Alternatively, if $x\neq y$, then $y=\frac{1+\sqrt{2x^3+1}}{x^2}$ and we seek solutions to $$\frac{3}{3+\sqrt{3}}\left(x^2+y^2\right)=2x+\frac{4}{x^2}$$ $$\frac{3}{3+\sqrt{3}}\left(x^2+\frac{1+2x^3+1+2\sqrt{2x^3+1}}{x^4}\right)=2x+\frac{4}{x^2}$$ $$\frac{3}{3+\sqrt{3}}\left(x^6+2x^3+2+2\sqrt{2x^3+1}\right)=2x^5+4x^2$$ $$\frac{3}{3+\sqrt{3}}\left(\frac12u^2+u+1+\sqrt{2u+1}\right)=(u+2)\cdot u^{\frac23}$$ Numerical methods find two roots, at $u\approx 0.756$ and at $u\approx 29.70$. They lead to $x\approx 0.915$ and $x\approx 3.097$, with $y$ being the other root in each case. These critical points have $g(x,y)\approx 0.1044$.

That's the two-dimensional boundary. Now, we look at the one-dimensional boundary, where two of $x,y,z$ are zero. WLOG, let it be the ray $x>0,y=z=0$. Let $h(x)=f(x,0,0)$, so $$h'(x)=\frac{3x^2}{2\sqrt{x^3+2}}-\sqrt{\frac{9+3\sqrt{3}}{2}}$$ This is zero when $$\frac{9}{9+3\sqrt{3}}\cdot x^2 = 2x+\frac{4}{x^2}$$ $$\frac{3}{3+\sqrt{3}}\cdot x^4 - 2x^3-4 = 0$$ This has exactly one root, at $x\approx 3.326$. At that point, $h(x)\approx 0.1956$.

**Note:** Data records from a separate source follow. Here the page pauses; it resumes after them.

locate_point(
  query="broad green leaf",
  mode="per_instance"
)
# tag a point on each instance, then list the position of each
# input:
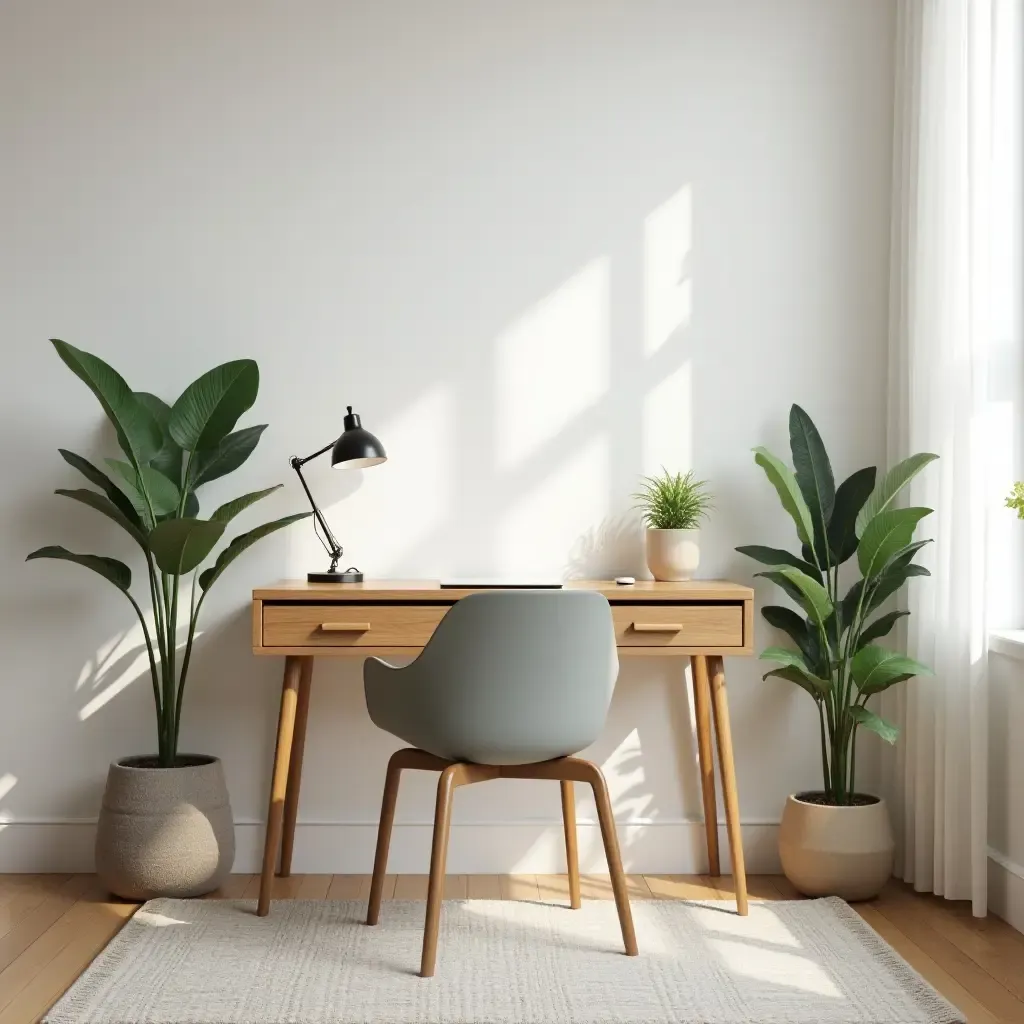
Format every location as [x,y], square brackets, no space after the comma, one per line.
[850,498]
[886,535]
[784,482]
[880,628]
[811,684]
[813,597]
[229,510]
[887,585]
[138,434]
[904,555]
[110,568]
[776,556]
[179,545]
[892,483]
[209,577]
[170,457]
[871,722]
[875,669]
[799,631]
[813,472]
[102,504]
[101,480]
[163,494]
[790,588]
[795,660]
[210,407]
[226,457]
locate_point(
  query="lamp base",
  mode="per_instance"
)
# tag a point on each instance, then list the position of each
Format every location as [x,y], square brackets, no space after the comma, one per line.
[349,576]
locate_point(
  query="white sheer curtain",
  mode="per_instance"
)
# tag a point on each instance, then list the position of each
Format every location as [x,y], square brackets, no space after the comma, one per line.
[946,185]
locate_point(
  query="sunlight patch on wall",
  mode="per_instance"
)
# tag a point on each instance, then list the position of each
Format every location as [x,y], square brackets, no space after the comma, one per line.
[668,423]
[627,781]
[535,535]
[119,663]
[7,782]
[668,290]
[552,364]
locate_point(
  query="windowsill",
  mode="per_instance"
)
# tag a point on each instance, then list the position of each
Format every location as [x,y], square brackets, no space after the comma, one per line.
[1008,642]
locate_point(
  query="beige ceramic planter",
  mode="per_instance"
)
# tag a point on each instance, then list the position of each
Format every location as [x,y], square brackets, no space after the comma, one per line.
[836,851]
[165,832]
[673,555]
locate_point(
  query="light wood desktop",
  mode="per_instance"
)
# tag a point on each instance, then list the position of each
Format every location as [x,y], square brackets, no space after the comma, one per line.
[704,621]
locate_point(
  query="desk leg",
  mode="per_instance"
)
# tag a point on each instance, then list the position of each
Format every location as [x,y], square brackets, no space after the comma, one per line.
[724,734]
[279,781]
[701,712]
[295,766]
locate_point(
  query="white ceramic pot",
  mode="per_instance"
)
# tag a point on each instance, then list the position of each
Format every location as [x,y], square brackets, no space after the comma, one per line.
[836,851]
[673,554]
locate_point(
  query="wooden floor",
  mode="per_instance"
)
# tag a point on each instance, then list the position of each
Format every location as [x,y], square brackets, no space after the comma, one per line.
[51,926]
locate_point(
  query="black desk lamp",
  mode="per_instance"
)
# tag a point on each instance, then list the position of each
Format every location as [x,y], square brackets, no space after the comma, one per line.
[355,449]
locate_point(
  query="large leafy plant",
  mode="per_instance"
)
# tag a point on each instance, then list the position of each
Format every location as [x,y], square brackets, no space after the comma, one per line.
[170,452]
[836,658]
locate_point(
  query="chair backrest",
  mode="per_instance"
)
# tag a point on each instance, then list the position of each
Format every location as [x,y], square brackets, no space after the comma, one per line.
[513,677]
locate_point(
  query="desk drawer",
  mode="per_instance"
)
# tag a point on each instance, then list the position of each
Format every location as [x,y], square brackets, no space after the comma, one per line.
[679,626]
[349,625]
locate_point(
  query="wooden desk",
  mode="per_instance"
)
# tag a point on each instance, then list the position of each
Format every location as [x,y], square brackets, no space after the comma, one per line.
[704,621]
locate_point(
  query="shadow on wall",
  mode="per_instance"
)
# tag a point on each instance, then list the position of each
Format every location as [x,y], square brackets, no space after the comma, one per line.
[512,242]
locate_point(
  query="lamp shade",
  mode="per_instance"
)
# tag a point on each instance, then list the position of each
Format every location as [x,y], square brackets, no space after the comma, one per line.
[356,448]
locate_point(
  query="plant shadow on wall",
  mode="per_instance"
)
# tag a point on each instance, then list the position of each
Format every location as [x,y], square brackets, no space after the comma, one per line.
[171,451]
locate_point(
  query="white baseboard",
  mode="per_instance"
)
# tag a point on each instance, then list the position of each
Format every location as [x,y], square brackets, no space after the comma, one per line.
[669,847]
[1006,889]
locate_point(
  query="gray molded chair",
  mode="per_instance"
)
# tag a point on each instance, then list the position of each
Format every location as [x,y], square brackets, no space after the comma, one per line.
[511,685]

Finally, the one-dimensional boundary $x=y=z=0$. At that point, $f(0,0,0)=3\sqrt{2}\approx 4.2426$.

Also, we must consider what happens as any of $x,y,z$ go to $\infty$. Suppose WLOG that $x\ge y\ge z\ge 0$. Then $f(x,y,z) < \sqrt{x^3}-\sqrt{\frac{9+3\sqrt{3}}{2}(x^2+x^2+x^2)} = x\left(\sqrt{x}-\sqrt{\frac{9+3\sqrt{3}}{2}}\right)$, which goes to $\infty$ as $x\to\infty$. The entirety of the infinite boundary is the supremum for our function.

Coda

Summarizing, the complete list of critical points:
$(x,y,z)\approx (1.582,1.582,1.582)$ for $f(x,y,z)\approx 0.0233$
$(x,y,z)\approx (1.572,1.572,1.603)$ and permutations for $f(x,y,z)\approx 0.0233$
$(x,y,z) = (1,1,1+\sqrt{3})$ and permutations for $f(x,y,z)=0$
$(x,y,z)\approx (1.982,1.982,0)$ and permutations for $f(x,y,z)\approx 0.2030$
$(x,y,z)\approx (0.915,3.097,0)$ and permutations for $f(x,y,z)\approx 0.1044$
$(x,y,z)\approx (3.326,0,0)$ and permutations for $f(x,y,z)\approx 0.1956$
$(x,y,z) = (0,0,0)$ for $f(x,y,z) = 3\sqrt{2}$
As $\max(x,y,z)\to\infty$, $f(x,y,z)\to\infty$

The smallest value of $f$ at any critical point is $0$ at $(1,1,1+\sqrt{3})$. This is therefore the global minimum of $f$, and we have the inequality $f(x,y,z)\ge 0$ for all $x,y,z$. That is the inequality we wanted to prove, and we're done.